Marta Suplicy teve o desejo de se separar e se separou. Depois, sustentou o desejo de casar pela segunda vez e celebrou com pompa o casamento. Sempre manteve com o ex-marido, pai de seus filhos e seu primeiro maior parceiro político, uma relação cordial denotando civilidade .
Ao vistoriar obras da Avenida Rebouças [terça, 27/7] convidou Eduardo Suplicy para acompanhá-la. Bastou isso para que os dois fossem capa dos jornais e o PSDB publicasse uma nota cujo título era ‘Marta e seus dois maridos’. Quem se detém na nota, primeiro se dá conta de que ela é uma paráfrase tola de Dona Flor e seus dois maridos. Primeiramente porque a prefeita tem um marido e um ex-marido. Em segundo lugar porque tanto um quanto outro são reais enquanto a personagem de Jorge Amado tinha um marido real e outro que era imaginário.
A tolice é interessante por ser reveladora do arcaismo que ainda vigora entre nós. Se o fato da prefeita ter com o ex-marido uma relação cordial é usado para desqualificá-la, é porque da perspectiva daqueles que a desqualificam o divórcio implica a exclusão do ex ou da ex. Deste ponto de vista, a amizade entre os sexos não é concebível. Daí a pedir às mulheres casadas que só saiam à rua com uma negra mantilha como no século passado falta pouco. Não é preciso ser petista e nem feminista para recusar a desqualificação. Basta ser moderna.
Canção de Lupiscínio
Quando a prefeita de São Paulo aparece com o ex-marido ela obviamente está fazendo política, mas esta política é a da inclusão enquanto a dos seus adversários é a da exclusão. Assim como a gente exclui o ex-cônjuge, exclui o judeu, o homossexual, o preto, o pobre… O que a modernidade brasileira e internacional requer é que a memória e a diferença sejam respeitadas.
A brincadeira da oposição à prefeita é reveladora de uma moral retrógrada, que recusa a instituição legal do divórcio e sustenta a inimizade entre os sexos. Trata-se da moral machista que, além de desautorizar o desejo feminino, privilegia a paixão do ódio. Como nas peças de Nelson Rodrigues: A Falecida, onde Zulmira declara odiar o marido ; Album de família, em que Dona Senhorinha quer assassinar o seu ; ou Vestido de noiva, quando as alucinações de Alaíde apontam para a morte do marido.

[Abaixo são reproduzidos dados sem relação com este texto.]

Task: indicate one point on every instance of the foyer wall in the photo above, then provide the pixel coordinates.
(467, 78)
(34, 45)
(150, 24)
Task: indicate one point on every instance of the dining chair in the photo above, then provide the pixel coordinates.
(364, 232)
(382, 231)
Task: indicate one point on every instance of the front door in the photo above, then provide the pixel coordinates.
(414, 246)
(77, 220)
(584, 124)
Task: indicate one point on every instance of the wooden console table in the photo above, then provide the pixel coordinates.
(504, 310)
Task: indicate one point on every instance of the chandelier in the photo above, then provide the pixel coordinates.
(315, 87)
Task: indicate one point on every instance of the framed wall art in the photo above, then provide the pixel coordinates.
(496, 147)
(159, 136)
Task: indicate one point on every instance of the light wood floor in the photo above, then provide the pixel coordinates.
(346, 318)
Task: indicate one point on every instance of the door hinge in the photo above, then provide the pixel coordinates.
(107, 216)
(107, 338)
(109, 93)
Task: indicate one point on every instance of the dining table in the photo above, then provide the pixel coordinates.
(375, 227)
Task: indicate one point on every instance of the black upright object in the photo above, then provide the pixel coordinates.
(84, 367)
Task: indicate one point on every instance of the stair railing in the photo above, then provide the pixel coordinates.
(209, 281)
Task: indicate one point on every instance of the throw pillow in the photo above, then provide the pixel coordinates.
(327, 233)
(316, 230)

Nesse universo, a violência é valorizada e a vingança, curtida. Como na música de Lupiscínio Rodrigues: ‘Só vingança, vingança, vingança aos santos clamar’.
Por sorte a prefeita não é Zulmira, nem Dona Senhorinha e tampouco Alaíde. E o seu ex-marido não se reconhece na canção de Lupiscínio. Depois de terem sido marido e mulher, reaparecem juntos na imprensa como dois pacifistas. Eduardo Suplicy merece ser chamado de cabo eleitoral vip. Só quem parou no tempo critica.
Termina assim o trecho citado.